5 Skills Data Scientists Should Learn
What Data Scientists don’t learn in online courses or in University? Knowing the basics of these 5 skills will get you ahead in the workplace.
When I started practicing Data Science, I haven’t thought much about using the Machine Learning model outside of a Jupyter Notebook. My mindset was “the model achieves great classification accuracy so my work here is done”. By mentoring junior Data Scientists, I’ve noticed that this mindset is quite common. In reality, the model in a Jupyter Notebook isn’t of much use to the company. There are a few steps needed to move the model out of a notebook to a real-world environment. This is where many Junior Data Scientists fall short (and not just Juniors!)—so don’t be like them and learn at least the basics of these 5 skills.

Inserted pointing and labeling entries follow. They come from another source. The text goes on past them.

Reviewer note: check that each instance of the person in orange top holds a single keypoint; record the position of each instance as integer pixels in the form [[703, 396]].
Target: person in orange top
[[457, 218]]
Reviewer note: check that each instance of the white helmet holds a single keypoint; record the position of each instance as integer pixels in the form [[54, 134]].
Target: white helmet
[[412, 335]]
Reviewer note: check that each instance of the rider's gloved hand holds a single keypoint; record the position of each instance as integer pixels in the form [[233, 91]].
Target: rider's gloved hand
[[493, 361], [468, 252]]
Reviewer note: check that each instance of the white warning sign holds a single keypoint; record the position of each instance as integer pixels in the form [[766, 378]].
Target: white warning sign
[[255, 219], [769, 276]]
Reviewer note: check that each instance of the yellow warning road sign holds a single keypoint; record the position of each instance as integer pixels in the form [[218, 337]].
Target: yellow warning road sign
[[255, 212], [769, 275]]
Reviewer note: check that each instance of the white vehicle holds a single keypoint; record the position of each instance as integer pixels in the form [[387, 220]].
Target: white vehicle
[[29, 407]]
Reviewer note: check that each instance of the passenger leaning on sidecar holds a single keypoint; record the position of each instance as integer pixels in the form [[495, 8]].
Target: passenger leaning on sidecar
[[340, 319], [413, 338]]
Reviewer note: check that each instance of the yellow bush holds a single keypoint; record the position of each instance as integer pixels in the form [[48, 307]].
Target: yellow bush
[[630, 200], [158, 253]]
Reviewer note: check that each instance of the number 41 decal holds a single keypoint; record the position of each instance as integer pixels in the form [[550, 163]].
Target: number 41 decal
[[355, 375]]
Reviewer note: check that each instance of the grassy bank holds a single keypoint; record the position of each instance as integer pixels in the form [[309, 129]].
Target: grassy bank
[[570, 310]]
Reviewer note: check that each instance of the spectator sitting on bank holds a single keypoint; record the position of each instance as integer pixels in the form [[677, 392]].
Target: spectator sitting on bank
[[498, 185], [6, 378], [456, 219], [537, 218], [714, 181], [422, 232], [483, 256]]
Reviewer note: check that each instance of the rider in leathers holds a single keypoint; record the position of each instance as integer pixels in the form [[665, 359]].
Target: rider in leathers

Machine Learning is evolving — it is not just about math and statistics anymore
When your model needs to make fast real-time predictions you most likely need to reimplement it in a compiled language like Java or Go. Coding in compiled languages can be challenging if you haven’t done it before. You need to know how debugging works — the process of identifying and removing errors from computer hardware or software. Knowing how to use an integrated development environment (IDE) is also a big plus.
You also need to be well versed with object-oriented programming (OOP). In layman terms, OOP refers to the data type of a data structure and functions that can be applied to it. It is a paradigm for designing the software.
In layman terms, OOP refers to the data type of a data structure and functions that can be applied to it.
How to structure the code so that it will stand the test of time? Design patterns (DP) might have an answer to that question. DPs describe good practices of how to properly structure code to commonly occurring problems in software design. Object-oriented programming mentioned above is one of those design patterns. While studying DP you will get to know Facade, Memento, Visitor and other fellow patters with intuitive names.
How to structure the code so that it will stand the test of time? Design patterns!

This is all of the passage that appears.